Why this is important for your business:

It’s a controversial issue. On the one hand, the government wants information to protect our national security. On the other hand, techcompanies like Apple are reluctant to share our private information with the government. If Apple loses, this opens the door for the government to dig into more of our personal business and would represent another loss of privacy.

3 – IBM bets big on Blockchain, the bitcoin technology that could revolutionize business.

From International Business TimesDescribed as “an operating system for interactions,” the blockchain allows two entities to transfers items in an accountable, trustworthy and transparent way. Transactions are verified by the network rather than by a single centralized body, meaning the blockchain is virtually tamperproof. In addition to improving efficiency of transactions, blockchain technology could also dramatically reduce the costs of doing business according to advocates of the system.

Why this is important for your business:

Arvind Krishna, a senior vice president of IBM says it all in the above article: “I think the number of places that a distributed ledger can be used could become almost limitless.” Besides IBM, the London Stock Exchange and the Japan Exchange are seriously looking into using this technology to enable secure electronic payments and could be the basis for how you and I get paid (and pay our vendors) in the not so distant future. Blockchain, which is the technology behind Bitcoin, could make these payments much more secure.

4 – Gogo shares drop 37% after American Airlines files suit to terminate its Gogo contract.
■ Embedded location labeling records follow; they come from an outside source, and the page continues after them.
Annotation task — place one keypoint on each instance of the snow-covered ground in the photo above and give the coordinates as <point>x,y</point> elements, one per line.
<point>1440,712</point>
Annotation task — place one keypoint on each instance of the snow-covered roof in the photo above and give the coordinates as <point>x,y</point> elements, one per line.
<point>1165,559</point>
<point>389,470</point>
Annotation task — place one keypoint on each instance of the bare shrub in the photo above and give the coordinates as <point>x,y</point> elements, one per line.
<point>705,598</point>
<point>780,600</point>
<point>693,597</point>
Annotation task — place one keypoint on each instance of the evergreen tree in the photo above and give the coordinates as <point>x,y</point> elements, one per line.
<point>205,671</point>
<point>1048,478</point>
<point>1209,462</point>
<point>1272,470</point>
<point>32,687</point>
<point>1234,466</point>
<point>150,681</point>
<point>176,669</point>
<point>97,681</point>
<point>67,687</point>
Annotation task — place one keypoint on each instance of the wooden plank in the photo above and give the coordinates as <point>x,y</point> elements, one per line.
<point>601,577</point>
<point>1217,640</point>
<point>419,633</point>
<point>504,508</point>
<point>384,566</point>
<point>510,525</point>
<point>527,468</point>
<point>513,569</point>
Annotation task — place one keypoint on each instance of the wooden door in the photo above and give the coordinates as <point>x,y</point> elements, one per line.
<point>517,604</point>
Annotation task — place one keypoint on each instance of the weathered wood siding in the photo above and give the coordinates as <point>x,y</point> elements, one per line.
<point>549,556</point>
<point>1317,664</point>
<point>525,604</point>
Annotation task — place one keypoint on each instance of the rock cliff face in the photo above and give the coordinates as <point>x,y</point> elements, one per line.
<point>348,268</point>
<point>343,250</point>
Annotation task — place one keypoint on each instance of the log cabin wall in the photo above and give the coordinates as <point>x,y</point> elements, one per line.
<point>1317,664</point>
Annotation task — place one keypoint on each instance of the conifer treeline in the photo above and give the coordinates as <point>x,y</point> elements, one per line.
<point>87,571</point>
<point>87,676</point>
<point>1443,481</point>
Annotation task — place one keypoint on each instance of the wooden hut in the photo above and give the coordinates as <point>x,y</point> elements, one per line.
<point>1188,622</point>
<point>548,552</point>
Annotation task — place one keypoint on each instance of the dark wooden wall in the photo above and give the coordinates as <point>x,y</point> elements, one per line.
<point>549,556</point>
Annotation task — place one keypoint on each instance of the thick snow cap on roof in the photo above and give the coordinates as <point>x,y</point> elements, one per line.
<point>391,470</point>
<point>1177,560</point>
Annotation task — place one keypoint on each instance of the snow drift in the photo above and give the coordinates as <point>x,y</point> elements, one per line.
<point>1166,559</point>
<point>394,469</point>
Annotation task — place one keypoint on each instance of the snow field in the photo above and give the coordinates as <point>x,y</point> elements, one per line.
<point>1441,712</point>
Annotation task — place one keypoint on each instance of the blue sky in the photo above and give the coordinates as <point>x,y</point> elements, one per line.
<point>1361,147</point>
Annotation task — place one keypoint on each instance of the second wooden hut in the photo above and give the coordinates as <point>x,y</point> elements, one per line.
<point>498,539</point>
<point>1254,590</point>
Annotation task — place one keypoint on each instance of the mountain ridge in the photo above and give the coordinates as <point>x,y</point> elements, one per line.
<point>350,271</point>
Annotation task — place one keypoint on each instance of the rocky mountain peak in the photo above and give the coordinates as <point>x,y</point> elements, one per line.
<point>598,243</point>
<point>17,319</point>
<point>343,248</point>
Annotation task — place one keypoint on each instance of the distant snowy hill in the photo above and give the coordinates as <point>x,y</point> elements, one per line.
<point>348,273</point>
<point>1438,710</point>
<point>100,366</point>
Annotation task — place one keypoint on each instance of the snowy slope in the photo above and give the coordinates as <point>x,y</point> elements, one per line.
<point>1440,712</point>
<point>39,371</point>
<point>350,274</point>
From USA TodayAmerican Airlines argues that its 2012 contract with Gogo requires the Net provider to match the performance of competing services or American may terminate the contract. Gogo’s system provides 3 to 10 megabits per second of connectivity for all users on a flight to share, American says in the suit. That compares to 12 Mbps per device on a flight offered by newer satellite-based services, it says.

Why this is important for your business:

I hate complaining about plane travel because, as Louis C.K. once put it, “You’re in a chair…and you’re flying! In the SKY!” But look, if you’re going to pay upwards of $30 for a service you do expect that service to work satisfactorily. And as a frequent traveler I can attest that Gogo does not work very well most of the time. So thank you American Airlines, for noticing this, too. Any improvements will be an improvement in my productivity – and my business.

5 –  A new application makes project management all about the personality types in your team.

From The Next WebTeamily is  a Web-based tool that assigns a different personality type to each member of a team, based on their responses to a short questionnaire. From there, it helps project managers identify who is best to lead particular phases of a project.

Why this is important for your business:

Some of my clients hire consultants. Others hire coaches. A few have even brought in corporate psychologists. All with the desire to identify the strengths and weaknesses of their people so they can use their abilities to the best advantage. Teamily is a new technology that’s on to something: evaluating and then merging personality profiles with the tasks on a project that suits best. This technology could change (and significantly improve) the way we manage projects in the future.